People are always talking about binary vulnerabilities when attacking desktop applications. Memory corruptions are always costly to find. Meanwhile, mitigations introduced by operating systems make them harder to be exploited. More and more applications are using hybrid technologies, so we can try web security tricks to pwn them reliably with less effort.

Our presentation will summarize attack surfaces and methods to find security issues in desktop applications. In particular, we will explicate some real-world cases, such as chaining multiple vulnerabilities (information leaking, CSP bypass, opened debugging port) to achieve RCE in a specialized IDE, sensitive file leaking in famous editors, privileged APIs abusing in many IM applications and so on. During our research, we find some issues actually reside in popular libraries. These flaws may affect more applications than we will demonstrate in this talk.

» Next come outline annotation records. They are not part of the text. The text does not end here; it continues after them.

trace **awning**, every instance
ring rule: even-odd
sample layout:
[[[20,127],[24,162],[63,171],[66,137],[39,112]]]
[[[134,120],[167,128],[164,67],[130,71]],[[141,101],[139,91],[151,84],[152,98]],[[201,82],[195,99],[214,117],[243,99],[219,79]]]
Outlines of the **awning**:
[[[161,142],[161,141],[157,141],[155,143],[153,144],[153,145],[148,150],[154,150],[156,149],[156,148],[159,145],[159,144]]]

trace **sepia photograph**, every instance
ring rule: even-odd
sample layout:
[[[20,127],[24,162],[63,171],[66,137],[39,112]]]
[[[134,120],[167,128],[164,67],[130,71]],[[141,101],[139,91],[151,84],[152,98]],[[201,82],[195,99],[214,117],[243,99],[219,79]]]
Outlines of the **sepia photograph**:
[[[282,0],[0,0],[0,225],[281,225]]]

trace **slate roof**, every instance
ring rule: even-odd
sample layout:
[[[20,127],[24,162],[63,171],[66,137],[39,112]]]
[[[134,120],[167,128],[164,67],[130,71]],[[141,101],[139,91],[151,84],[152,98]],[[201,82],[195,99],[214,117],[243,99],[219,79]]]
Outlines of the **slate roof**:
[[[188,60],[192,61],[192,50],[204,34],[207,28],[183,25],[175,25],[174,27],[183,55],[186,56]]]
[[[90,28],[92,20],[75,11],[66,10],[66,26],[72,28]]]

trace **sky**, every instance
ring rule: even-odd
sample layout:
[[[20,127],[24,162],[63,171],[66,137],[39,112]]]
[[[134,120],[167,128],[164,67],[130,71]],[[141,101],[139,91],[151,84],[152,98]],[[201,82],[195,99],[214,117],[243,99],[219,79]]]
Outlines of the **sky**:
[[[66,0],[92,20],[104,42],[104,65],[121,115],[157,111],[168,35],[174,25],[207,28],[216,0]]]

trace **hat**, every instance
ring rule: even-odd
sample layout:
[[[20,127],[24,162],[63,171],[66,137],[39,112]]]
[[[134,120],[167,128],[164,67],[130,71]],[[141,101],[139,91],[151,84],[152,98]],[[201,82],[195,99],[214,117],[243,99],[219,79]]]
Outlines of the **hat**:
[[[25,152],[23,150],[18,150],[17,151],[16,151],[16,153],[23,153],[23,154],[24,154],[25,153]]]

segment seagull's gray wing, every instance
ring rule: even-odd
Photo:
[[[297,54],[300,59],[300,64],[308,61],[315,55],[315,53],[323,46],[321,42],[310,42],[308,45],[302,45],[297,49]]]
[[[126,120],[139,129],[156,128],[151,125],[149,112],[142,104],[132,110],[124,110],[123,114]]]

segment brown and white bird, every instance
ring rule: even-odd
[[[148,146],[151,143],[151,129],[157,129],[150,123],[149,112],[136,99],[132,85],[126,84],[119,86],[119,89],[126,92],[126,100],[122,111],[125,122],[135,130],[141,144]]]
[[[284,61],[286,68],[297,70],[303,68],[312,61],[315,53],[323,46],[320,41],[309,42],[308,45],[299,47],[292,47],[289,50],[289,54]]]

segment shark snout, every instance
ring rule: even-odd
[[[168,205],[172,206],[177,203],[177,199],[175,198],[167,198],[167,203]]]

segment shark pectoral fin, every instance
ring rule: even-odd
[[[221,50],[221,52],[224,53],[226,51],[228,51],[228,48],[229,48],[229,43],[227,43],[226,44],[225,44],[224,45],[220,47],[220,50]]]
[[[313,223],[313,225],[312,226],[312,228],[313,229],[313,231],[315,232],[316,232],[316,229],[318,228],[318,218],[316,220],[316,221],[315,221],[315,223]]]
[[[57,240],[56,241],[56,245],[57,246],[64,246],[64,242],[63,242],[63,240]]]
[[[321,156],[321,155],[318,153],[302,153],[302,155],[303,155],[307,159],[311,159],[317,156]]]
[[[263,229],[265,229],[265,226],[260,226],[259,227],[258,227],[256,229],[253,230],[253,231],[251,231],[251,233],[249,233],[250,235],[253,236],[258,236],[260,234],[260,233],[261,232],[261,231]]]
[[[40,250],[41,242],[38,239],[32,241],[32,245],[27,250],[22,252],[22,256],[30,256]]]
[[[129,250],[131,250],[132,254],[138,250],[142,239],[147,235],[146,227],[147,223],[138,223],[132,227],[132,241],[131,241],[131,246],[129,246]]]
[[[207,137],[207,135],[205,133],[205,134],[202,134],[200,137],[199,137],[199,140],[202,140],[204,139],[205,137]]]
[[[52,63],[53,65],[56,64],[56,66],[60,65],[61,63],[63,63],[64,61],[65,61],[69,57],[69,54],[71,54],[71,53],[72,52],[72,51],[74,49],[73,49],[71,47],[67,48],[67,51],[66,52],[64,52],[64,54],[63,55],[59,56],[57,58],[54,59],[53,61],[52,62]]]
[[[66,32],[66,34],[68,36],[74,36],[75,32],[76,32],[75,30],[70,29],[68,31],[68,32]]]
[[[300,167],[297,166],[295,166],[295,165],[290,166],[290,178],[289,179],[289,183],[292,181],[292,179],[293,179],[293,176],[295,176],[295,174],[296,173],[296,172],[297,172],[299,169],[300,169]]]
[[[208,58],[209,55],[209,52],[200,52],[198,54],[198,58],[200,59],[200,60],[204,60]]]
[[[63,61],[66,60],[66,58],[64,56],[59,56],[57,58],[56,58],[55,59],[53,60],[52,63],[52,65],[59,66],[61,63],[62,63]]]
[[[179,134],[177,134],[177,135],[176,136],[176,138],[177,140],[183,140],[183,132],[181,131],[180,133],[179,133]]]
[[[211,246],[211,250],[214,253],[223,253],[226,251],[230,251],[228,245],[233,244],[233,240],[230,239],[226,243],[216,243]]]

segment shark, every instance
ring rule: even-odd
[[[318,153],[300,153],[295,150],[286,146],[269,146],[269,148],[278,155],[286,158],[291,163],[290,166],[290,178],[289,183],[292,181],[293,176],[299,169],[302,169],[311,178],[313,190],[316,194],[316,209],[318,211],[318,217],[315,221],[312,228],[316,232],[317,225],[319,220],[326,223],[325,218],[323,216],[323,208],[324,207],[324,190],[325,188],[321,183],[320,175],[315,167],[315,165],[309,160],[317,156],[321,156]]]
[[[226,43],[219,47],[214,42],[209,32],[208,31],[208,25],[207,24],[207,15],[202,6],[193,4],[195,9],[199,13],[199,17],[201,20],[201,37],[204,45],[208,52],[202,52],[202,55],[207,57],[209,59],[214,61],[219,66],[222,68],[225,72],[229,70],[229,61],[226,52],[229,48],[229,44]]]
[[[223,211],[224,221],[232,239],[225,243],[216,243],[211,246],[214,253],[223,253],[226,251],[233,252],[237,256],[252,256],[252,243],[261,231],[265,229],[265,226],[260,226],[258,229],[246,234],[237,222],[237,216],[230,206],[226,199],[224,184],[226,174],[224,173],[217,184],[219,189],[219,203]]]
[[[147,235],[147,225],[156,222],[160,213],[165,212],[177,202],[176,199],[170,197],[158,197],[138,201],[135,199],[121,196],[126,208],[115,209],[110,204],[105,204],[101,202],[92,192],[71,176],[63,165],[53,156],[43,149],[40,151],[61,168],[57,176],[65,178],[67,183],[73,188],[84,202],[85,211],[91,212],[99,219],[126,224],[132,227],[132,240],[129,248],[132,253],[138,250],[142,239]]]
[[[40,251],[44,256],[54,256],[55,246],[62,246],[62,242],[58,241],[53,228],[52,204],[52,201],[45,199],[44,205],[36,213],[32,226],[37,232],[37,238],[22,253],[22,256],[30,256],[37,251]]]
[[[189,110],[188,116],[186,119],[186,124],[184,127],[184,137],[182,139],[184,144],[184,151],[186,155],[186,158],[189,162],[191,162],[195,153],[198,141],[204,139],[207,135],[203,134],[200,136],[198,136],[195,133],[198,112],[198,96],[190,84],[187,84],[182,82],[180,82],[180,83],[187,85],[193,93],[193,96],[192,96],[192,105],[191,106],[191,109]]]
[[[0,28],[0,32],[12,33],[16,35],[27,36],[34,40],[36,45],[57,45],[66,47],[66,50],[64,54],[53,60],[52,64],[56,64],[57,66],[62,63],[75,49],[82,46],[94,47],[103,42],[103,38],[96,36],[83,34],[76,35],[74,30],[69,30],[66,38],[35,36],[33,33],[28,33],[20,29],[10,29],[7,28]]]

Web security knowledge is usually unfamiliar to desktop application developers. Attacking desktop apps using web security tricks is a non-competitive "blue ocean". Our presentation will focus on many design misconceptions and implementation mistakes in desktop applications. By sharing these representative lessons, we hope to help desktop application developers improve the security of their products.

Junyu Zhou
Junyu Zhou, Security Researcher in Tencent Security Xuanwu Lab, CTF player from 0ops/A*0*E, is focusing on vulnerability research and web application security. Speaker of HITB2018Dubai and ZeroNights2018.

Ce Qin
Ce Qin, Security Researcher in Tencent Security Xuanwu Lab for 3 years, focus on software security, mainly on browser and Desktop software.

Jianing Wang
Jianing Wang, Security Researcher in Tencent Security Xuanwu Lab, member of Syclover, is focusing on vulnerability research and web application security.